Though it echoes its time when flat surfaces and hard edges were at the leading edge of design, there’s more. The most obvious connection to the Cybertruck is the stainless steel body panels. Absolutely without precedent when it showed up in 1977, the Delorean established the body surface could be distinctive, yet easy to maintain. And it could hold up to salt on roads and damp environments without so much as a blemish. This was in contrast to the steel bodies of all vehicles that rust away in time.
Lockheed F-117 Nighthawk Stealth Fighter
All car designers are inspired by the environment, and what’s in that environment? Well, planes for sure. As one of the few vehicles that one can seek inspiration from, fighter jets and military airplanes were inspiring car designers since the 1930s.

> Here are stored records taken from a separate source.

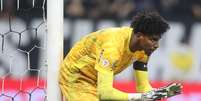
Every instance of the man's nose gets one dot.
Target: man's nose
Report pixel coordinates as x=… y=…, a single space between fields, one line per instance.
x=156 y=45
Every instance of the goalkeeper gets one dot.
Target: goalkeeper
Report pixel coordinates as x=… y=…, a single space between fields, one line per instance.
x=87 y=71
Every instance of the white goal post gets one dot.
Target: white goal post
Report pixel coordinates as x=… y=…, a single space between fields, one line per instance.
x=54 y=47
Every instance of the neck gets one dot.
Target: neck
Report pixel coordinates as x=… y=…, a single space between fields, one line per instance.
x=132 y=44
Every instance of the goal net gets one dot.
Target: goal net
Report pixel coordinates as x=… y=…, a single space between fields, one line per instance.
x=24 y=51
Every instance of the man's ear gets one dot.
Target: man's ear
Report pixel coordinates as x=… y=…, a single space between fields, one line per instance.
x=139 y=35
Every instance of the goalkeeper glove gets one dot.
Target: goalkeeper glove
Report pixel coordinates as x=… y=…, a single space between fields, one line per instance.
x=163 y=92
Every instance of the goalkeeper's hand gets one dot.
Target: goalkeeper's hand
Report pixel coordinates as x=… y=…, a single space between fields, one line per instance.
x=163 y=92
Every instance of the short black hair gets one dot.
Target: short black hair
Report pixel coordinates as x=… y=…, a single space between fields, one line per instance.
x=150 y=23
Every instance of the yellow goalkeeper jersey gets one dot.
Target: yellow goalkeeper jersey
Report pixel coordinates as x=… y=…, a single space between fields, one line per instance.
x=108 y=48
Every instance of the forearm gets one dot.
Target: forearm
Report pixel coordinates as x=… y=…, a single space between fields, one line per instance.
x=142 y=80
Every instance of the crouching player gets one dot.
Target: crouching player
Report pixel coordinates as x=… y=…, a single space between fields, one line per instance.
x=87 y=71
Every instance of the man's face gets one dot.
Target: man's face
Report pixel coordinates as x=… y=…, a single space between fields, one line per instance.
x=149 y=43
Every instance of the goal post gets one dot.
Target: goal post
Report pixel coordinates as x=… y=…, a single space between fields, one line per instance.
x=54 y=47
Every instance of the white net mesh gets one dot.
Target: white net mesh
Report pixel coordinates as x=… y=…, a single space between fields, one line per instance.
x=23 y=56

Where do you think the Cadillac fin came from? It started with the P-38 planes of WWII.
So it was natural when we could see the silhouette of an F-117 in the silhouette of the Cybertruck. Does it translate to the Cybertruck? In my honest opinion, no. I have gone on record to say if this part of the top could just transition to the windshield without the hard angle it would settle down the design and work better overall.
“Spinner” from Bladerunner
Lotus Esprit From The Spy Who Loved Me James Bond movie
First, we need to say Elon Musk owns the actual movie prop. If he has it at home he sees it every day. Whatever he sees in it he obviously wants to see it translated into his pet project. The Esprit came out in 1977, so it’s from the same era as the Delorean. Are you seeing a pattern?
First Gen Honda Ridgeline Pickup
Though it may have been subliminal, the Ridgeline has a similar silhouette if you dismiss the pointy top. Especially how the sail panels tie into the bed of the truck, it has a lot of the same character. Being similar to a Ridgeline is not a bad thing. Truck people tend to dismiss the Ridgeline because it is unibody instead of body-on-frame, but it handles better than those conventional trucks, and has more impact integrity. Love it or hate it, we know you can see similarities.
Chevy Avalanche/Cadillac Escalade EXT
Similar to the Ridgeline in that the top extends into the bed with sail panels. Not similar to the Cybertruck in almost every other way.
Is it bad that actual vehicle design is being influenced by fantasy movie vehicles? There are really no parameters in designing movie vehicles other than how aggressive it compares to the storyline, and how believable its features and styling is relative to the storyline. In this instance, we see similarities, though each vehicle’s function is completely different.